“Eu fui um escudo humano”: O que soldados “israelenses” fizeram com um pai em Gaza

Yousef al-Masri passou vários dias aterrorizantes sendo forçado a missões de busca para soldados "israelenses" fortemente armados

17/03/2025

Amal, à esquerda, segurando o bebê Sumoud, com Yousef à direita e seus três filhos entre eles [Ahmed Hamdan/Al Jazeera] (Uso Restrito)

Por Maram Humaid*

Em 19 de outubro, centenas de palestinos deslocados na Escola Hamad, no norte de Gaza, em Beit Lahiya, ouviram o que todos no enclave palestino temem.

“Ao amanhecer, ouvimos [tanques israelenses] cercando a escola, e quadricópteros no céu começaram a ordenar que todos saíssem”, recordou Amal al-Masri, de 30 anos, que havia dado à luz sua filha mais nova tão recentemente que ainda não havia escolhido um nome para ela quando os tanques chegaram.

As pessoas já estavam tensas após bombardeios e explosões durante a noite – os adultos com medo de dormir, as crianças chorando de medo e confusão.

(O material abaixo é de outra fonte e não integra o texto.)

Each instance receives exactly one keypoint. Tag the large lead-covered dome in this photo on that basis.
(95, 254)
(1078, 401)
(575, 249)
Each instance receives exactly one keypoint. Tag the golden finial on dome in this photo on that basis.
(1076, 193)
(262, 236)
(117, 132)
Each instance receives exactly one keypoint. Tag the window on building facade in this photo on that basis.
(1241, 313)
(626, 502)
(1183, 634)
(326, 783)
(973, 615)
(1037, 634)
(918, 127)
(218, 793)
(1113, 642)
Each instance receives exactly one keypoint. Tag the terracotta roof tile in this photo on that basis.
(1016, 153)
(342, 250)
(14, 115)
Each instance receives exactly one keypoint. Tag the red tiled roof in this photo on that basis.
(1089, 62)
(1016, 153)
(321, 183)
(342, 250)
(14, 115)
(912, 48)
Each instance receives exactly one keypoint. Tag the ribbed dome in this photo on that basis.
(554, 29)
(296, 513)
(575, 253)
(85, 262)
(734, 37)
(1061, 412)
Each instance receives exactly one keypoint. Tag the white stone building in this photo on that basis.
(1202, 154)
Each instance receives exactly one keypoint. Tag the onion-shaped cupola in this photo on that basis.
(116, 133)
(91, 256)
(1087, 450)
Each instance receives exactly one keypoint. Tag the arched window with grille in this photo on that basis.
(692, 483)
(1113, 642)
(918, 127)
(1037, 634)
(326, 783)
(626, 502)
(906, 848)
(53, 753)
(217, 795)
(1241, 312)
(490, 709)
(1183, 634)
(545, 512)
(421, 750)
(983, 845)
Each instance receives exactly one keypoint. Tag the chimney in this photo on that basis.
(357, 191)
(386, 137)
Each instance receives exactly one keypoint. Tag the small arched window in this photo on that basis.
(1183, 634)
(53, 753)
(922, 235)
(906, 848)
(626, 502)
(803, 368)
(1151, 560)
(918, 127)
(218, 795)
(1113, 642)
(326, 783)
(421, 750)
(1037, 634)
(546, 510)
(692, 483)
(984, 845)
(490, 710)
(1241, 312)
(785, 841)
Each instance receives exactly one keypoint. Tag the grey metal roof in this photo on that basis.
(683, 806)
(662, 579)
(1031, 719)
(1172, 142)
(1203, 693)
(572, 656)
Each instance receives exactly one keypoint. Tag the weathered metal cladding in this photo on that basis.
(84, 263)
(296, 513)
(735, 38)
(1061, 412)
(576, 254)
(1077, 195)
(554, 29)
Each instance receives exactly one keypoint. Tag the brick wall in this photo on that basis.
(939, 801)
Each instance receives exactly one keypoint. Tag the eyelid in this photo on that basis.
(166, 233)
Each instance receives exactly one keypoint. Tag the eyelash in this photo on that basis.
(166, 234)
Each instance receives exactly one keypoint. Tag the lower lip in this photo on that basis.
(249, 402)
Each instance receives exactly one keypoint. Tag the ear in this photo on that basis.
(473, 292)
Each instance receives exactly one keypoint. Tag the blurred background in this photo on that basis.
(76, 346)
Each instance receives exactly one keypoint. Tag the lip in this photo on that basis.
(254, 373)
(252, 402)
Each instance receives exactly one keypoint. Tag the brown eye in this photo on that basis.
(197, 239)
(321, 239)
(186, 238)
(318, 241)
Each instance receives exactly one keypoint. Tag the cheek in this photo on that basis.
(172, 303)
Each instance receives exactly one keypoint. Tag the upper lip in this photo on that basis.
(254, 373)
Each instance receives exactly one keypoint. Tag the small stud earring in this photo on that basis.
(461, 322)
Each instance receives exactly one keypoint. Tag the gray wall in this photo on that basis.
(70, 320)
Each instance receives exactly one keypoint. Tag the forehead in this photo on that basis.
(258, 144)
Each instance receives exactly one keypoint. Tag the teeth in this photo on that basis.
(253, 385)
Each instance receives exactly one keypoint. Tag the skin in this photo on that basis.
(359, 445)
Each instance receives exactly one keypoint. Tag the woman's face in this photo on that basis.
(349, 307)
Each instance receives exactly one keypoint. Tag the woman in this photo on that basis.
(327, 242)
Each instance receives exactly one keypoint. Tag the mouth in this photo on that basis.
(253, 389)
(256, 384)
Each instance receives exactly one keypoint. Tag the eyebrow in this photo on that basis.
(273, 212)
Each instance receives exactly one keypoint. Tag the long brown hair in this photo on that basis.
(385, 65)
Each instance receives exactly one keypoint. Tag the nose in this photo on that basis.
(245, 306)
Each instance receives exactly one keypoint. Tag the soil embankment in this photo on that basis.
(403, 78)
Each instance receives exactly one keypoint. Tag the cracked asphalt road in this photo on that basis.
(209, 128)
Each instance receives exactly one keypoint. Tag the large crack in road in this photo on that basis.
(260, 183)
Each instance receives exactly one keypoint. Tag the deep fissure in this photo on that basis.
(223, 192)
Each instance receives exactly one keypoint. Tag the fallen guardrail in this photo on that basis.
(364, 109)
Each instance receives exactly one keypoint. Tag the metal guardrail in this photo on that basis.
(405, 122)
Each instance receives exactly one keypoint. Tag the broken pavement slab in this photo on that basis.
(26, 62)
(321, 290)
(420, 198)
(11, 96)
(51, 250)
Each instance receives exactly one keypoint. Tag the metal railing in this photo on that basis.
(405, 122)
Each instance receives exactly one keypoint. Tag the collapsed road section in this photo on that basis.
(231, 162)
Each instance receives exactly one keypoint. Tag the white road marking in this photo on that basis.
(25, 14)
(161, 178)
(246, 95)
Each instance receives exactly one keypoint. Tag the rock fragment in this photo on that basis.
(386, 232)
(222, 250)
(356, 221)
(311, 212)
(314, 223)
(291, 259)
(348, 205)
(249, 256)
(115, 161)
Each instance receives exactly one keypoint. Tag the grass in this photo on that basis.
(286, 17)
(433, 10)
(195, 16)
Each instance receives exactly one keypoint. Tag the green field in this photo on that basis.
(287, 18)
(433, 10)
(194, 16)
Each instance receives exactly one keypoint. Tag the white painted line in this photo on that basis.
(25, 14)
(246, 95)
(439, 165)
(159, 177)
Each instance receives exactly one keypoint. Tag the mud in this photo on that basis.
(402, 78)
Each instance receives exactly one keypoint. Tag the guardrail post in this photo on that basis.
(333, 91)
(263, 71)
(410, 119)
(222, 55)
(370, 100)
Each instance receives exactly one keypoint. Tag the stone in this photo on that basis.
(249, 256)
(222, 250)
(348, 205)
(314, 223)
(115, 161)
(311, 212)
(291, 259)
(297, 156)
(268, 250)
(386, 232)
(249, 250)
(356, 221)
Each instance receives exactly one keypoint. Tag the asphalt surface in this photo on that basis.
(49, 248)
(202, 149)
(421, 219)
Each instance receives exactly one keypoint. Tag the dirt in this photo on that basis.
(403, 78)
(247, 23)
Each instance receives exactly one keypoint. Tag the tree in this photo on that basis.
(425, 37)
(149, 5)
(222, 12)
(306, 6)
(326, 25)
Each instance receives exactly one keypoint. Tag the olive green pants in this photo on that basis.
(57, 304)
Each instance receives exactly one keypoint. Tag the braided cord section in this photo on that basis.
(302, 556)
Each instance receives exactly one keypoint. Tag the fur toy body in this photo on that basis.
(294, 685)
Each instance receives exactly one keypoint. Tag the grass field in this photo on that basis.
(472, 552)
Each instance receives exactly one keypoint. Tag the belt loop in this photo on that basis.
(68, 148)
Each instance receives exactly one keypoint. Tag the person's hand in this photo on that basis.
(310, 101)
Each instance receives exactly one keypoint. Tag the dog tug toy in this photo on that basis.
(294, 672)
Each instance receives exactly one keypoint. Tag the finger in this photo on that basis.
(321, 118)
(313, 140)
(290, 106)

“Prédios estavam sendo bombardeados ao nosso redor”, disse Amal, que vivia em uma sala no térreo com seu marido Yousef, de 36 anos, seus cinco filhos pequenos – Tala, Honda, Assad e Omar, todos com idades entre 4 e 11 anos – e o pai de Yousef, Jamil, de 62 anos.

Amal segurava o bebê enquanto Yousef carregava dois dos filhos mais novos. Juntos, os adultos rezaram.

Agora, era amanhecer, e uma gravação de uma voz masculina falando em árabe tocava nos alto-falantes de um quadricóptero que circulava sobre a escola, ordenando que todos saíssem com seus documentos e as mãos para cima.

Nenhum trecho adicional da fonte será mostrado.